Friday, 18 December 2015: 10:50
301 (Moscone South)
Kedarnath Kolluri, Lawrence Berkeley National Laboratory, Berkeley, CA, United States and Laura Nielsen Lammers, University of California Berkeley, Berkeley, CA, United States
Abstract:
Clay-rich geologic repositories serve as hosts for fossil methane reserves and as traps for contaminant radionuclides and sequestered CO2. Despite the abundance of non-swelling clay minerals in sedimentary formations, the mechanisms of ion exchange and mass transport mediated by these minerals are not well understood. Ion exchange kinetics in collapsed clays are characterized by a long tail of slow exchange, which suggests that interlayer ions can exchange with the bulk solution. Recent High-Resolution TEM evidence suggests that Cs+ ion exchange K+ in collapsed interlayers leads to interstratified structures, where entire interlayers are completely exchanged while others remain pristine [Okamura T et al., (2005) Microscopy 6365-72]. This phenomenon could be explained by kinetic feedbacks arising when a larger ion substitutes for a smaller one, although the details of this exchange mechanism are currently unknown.

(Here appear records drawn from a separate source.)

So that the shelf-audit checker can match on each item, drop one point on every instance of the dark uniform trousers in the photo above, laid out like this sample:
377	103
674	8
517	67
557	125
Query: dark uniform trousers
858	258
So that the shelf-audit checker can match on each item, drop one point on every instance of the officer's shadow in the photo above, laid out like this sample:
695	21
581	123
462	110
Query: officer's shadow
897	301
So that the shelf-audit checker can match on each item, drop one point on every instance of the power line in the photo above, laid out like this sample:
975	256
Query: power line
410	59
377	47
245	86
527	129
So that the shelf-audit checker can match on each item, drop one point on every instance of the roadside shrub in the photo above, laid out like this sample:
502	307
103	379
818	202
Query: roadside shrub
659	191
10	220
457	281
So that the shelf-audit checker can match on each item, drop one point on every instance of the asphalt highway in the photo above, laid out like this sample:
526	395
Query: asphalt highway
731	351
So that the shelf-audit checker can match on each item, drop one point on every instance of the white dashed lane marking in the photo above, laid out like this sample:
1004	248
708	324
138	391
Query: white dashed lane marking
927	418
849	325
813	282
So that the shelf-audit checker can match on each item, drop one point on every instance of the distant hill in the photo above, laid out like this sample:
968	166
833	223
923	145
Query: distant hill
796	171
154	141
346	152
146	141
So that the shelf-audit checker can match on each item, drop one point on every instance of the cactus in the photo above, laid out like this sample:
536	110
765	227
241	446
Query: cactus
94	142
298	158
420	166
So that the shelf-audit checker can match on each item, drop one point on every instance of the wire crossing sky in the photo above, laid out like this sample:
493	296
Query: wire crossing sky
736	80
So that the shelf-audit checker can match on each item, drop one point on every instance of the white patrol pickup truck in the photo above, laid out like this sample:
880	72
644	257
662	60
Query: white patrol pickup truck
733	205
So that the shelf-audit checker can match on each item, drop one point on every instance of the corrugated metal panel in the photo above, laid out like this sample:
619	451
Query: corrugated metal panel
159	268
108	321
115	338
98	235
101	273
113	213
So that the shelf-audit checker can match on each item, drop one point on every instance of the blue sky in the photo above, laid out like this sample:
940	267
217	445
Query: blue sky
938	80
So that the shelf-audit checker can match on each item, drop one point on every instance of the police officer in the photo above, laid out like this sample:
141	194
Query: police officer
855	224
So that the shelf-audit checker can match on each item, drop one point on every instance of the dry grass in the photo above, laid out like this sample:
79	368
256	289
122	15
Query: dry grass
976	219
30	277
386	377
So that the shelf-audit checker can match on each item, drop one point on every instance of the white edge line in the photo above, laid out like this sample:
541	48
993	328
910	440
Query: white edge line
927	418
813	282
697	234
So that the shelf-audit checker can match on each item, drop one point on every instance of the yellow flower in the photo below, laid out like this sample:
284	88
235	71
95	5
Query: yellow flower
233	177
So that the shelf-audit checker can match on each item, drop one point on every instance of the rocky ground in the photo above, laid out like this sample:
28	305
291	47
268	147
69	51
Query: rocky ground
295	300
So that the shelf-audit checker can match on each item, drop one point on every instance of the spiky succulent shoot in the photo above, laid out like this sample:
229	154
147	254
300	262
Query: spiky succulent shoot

We investigated the kinetics and mechanisms of interlayer cation migration in illite (K0.7Al2[Al0.7Si3.3O10](OH)2) using molecular simulations. A Monte Carlo scheme was used to distribute interlayer K ions, and these ions were found to prefer sites neighboring two or more Al3+ substitutions in the tetrahedral sheets. Interlayer K+ ion migration between stable ditrigonal cavity sites was observed directly in molecular dynamics simulations performed at temperatures ranging from 500 K to 900 K and at constant volume. The Climbing Image Nudged Elastic Band method was used to determine the activation energy barrier on 660 K+ ion migration paths. Interlayer ions were observed to migrate between stable lattice sites with migration barriers of 2.35 ± 1.06 eV. Only about 20% of this variation is statistically explained by the distribution of charge deficit sites in the layer caused by Al3+ substitution for Si4+. Remarkably, we find that migration barriers decrease as we increase interlayer spacing. These results suggest that frayed edge sites – local regions with larger interlayer spacing commonly caused by weathering – can help accelerate ion mobility by lowering the migration barrier in their vicinity, possibly facilitating ion interstratification in collapsed clays. We discuss the limitations of our molecular simulations and how we may overcome them using electronic structure methods.